CN112052626B

CN112052626B - Automatic design system and method for neural network

Info

Publication number: CN112052626B
Application number: CN202010818278.5A
Authority: CN
Inventors: 蔡行; 张兰清; 李承远; 李宏
Original assignee: Advanced Institute of Information Technology AIIT of Peking University; Hangzhou Weiming Information Technology Co Ltd
Current assignee: Advanced Institute of Information Technology AIIT of Peking University; Hangzhou Weiming Information Technology Co Ltd
Priority date: 2020-08-14
Filing date: 2020-08-14
Publication date: 2024-01-19
Anticipated expiration: 2040-08-14
Also published as: CN112052626A

Abstract

The invention discloses a neural network automatic design system and a neural network automatic design method, which utilize NAS to carry out automatic design of a model with a supervision VO task, and improve the two fields of NAS and VO. For the NAS field, a more general NAS framework is provided, which can process space and time sequence information simultaneously so as to be suitable for video visual tasks. In the VO aspect, by utilizing our VONAS algorithm, a network model with better performance and lighter weight is obtained by searching.

Description

Automatic design system and method for neural network

Technical Field

The invention belongs to the field of visual odometers in the field of computer vision, and particularly relates to an automatic design system and method for a neural network.

Background

Visual Odometer (VO) is a critical task in the field of autopilot and robotics, aimed at estimating camera pose from successive frames. The conventional VO task is a typical geometrical task, and the pose is obtained by using the matching of feature points or pixels to perform strict computation. With the rapid development of CNNs (Convolutional Neural Networks ) and RNNs (recurrent neural network, recurrent neural networks) in visual tasks, more and more end-to-end network frameworks are also applied in VO tasks.

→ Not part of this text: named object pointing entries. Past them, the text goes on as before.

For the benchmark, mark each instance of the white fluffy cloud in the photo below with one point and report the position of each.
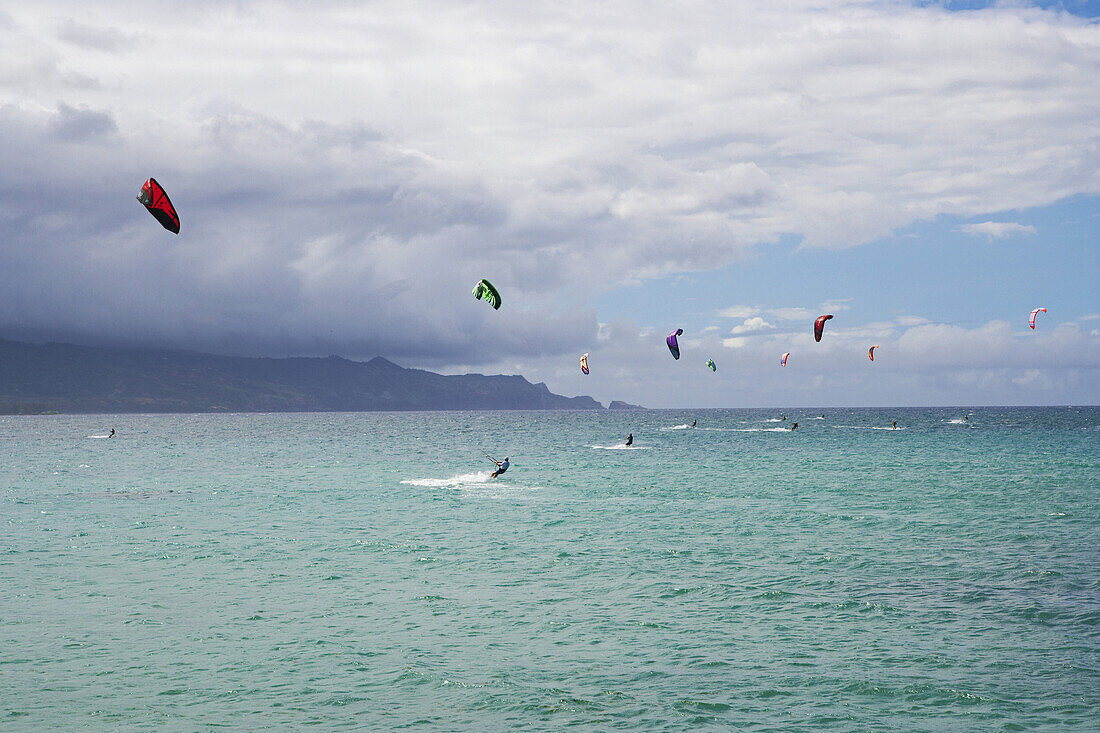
(992, 363)
(998, 229)
(345, 172)
(752, 326)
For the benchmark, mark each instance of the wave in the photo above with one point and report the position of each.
(761, 429)
(464, 479)
(867, 427)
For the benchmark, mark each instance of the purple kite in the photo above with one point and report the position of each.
(673, 346)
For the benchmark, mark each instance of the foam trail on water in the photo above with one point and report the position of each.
(480, 477)
(762, 429)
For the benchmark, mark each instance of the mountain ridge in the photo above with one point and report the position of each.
(67, 378)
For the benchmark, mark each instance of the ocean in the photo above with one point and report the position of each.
(361, 571)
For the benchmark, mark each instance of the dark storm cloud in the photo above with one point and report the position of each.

In a deep learning-based framework, VO tasks are distinguished as video regression tasks from semantic-based visual tasks (e.g., image classification, object detection). First, the VO task predicts a 6-DoF (degree of freedom, degrees of freedom) camera pose, focusing more on the geometric feature stream than on the semantic features. The camera motion cannot be accurately calculated merely by semantic information, such as simply detecting or identifying objects in the image. Secondly, the VO task needs to process at least two pictures simultaneously to calculate the relative pose, pays attention to the extraction capability of the VO task to time sequence characteristics, is sensitive to the input sequence of the images, and means that the input sequence is different, and the prediction results are also different.

The automatic design of a model for a VO task is performed by using a neural network architecture search (Neural Architecture Search, abbreviated as NAS) nowadays, and the selection of a lightweight model suitable for extracting geometric features and timing features is an innovative and very challenging attempt. However, as described above, the requirement of geometric feature extraction can be solved by the model automatic design of NAS, but NAS cannot process the timing information.

Disclosure of Invention

The invention aims to solve the technical problem that the prior NAS cannot process time sequence information.

In order to solve the above problems, the present invention provides an automatic design system and method for a neural network.

The technical scheme adopted by the invention is as follows:

an automatic design method of a neural network comprises a super-network structure and a controller model, and comprises the following steps:

s1, preparing a video sequence containing video data and real camera pose data;

s2, extracting a video segment V1 from the video sequence of the S1, forming training batch data by the video segment V1, uniformly sampling each block operation of the super-network structure, selecting the operation of the training batch, forming a path after the selection is completed, wherein the path is a sub-network model, sequentially inputting two adjacent frames of images in the V1 into the sub-network model according to time sequence to obtain a pose sequence between the image frames, calculating an error by using a loss function, and updating network parameters until the loss function is not reduced;

s3, outputting operands selected by each block by using a controller model to generate codes of sub-models, extracting video segments v2 and corresponding real camera pose data from the video sequence of the S1 according to video time sequence by adopting the network parameters iterated in the S2, inputting v2 into the sub-models to obtain predicted poses, comparing the predicted poses with the real camera poses, calculating to obtain segment evaluation indexes, repeating the operation of the S3 until the complete video sequence is extracted, and calculating all segment evaluation indexes to obtain final evaluation indexes of the sub-models;

s4, carrying out parameter updating on the controller model parameters by utilizing the final evaluation index of the submodel obtained in the S3, and repeating the S3 until the set iteration number is reached or the performance of the submodel is not improved;

s5, outputting n submodels by using a controller, and picking out the submodel with the best final evaluation index as a final output result.

Preferably, in the step S2, the loss function is:

where x is the Euclidean distance between the predicted pose and the true camera pose and a and c are parameters controlling loss.

Preferably, the video sequence of S1 is divided into a training set and a verification set, S2 employs the training set, and S3 employs the verification set.

Preferably, the final evaluation index calculation method of the S3 neutron model includes: all segment evaluation indexes are averaged.

Preferably, n in S5 is an integer of 10 or less.

Preferably, in S3, the final evaluation index is recorded.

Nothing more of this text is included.